Last year James Borrego’s squad played at the NBA’s slowest pace at 96.2. That needs to change with the addition of LaMelo Ball. You don’t buy a Ferrari then drive it through residential neighborhoods. I actually think an increased pace could help Zeller contribute slightly more offensively than he has in the past. Cody has always played with a high motor - the dude is the living embodiment of “effort” - and he’s willing to outrun opposing bigs in transition. Throw in the fact that both Ball and Hayward are excellent passers and Zeller could end up with more dunks this year than he’s ever seen before.
Off the court, Cody will be an excellent mentor for the team’s younger players. Charlotte just invested the No. 32 pick in center Vernon Cary Jr. then traded for center Nick Richards who was drafted No. 42 by the New Orleans Pelicans. While Zeller will never be an All-Star, he’s learned a lot over the course of 430 career games that can be passed along to the Hornets next generation of bigs.

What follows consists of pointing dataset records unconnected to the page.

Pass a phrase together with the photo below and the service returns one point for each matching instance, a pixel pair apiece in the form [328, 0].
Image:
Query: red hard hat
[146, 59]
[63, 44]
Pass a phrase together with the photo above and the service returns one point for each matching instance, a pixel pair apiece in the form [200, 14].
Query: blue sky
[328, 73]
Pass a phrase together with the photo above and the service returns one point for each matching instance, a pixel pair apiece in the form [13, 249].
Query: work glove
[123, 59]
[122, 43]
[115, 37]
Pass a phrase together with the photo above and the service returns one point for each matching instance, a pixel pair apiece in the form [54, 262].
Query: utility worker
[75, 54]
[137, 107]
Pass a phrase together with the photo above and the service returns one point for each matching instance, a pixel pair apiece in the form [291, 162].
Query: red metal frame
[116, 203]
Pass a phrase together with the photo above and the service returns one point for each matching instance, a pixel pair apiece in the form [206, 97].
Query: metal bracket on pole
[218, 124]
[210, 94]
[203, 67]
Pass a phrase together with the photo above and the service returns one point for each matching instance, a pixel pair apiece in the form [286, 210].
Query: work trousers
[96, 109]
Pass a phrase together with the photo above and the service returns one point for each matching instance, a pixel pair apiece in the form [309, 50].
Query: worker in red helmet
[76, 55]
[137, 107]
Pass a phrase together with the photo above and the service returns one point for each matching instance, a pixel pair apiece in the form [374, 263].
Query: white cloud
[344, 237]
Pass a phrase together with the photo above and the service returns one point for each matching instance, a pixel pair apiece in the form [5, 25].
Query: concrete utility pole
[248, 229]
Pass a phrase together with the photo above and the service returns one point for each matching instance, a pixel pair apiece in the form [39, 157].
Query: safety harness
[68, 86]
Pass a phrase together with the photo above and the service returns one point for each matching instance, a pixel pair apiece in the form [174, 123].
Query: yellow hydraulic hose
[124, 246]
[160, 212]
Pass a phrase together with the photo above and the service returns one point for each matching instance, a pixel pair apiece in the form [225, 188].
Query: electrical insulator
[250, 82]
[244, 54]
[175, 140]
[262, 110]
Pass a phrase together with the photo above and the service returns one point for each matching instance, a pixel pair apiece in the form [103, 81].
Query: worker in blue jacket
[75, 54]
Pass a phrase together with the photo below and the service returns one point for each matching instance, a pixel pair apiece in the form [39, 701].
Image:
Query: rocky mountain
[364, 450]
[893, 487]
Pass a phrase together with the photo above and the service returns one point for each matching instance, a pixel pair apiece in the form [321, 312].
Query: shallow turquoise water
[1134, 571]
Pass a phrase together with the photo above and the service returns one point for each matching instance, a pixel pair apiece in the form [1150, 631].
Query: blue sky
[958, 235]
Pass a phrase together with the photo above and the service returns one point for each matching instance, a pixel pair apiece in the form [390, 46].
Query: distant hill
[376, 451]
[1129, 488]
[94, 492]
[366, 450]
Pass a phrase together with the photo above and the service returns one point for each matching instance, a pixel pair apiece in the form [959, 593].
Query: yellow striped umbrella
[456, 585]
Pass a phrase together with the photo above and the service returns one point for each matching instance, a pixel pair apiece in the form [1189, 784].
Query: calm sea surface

There’s also the possibility Cody gets traded this year. He’s on the final year of his contract with a $15.4 million salary and could bolster the front court of a contender. The Charlotte Observer recently quoted Zeller saying the front office told him, “We’re happy with you, we want to keep you around. But at the same time, if a team calls with a good offer, you’re going to get traded.” If the Hornets are in playoff contention and Zeller is contributing I’d suspect he finishes the year in Charlotte, but if things go south it would only be responsible for Mitch Kupchak to start making some calls.
This year Cody Zeller will once again contribute his two helpful scoops of vanilla ice cream to the increasingly intriguing banana split that is the Charlotte Hornets.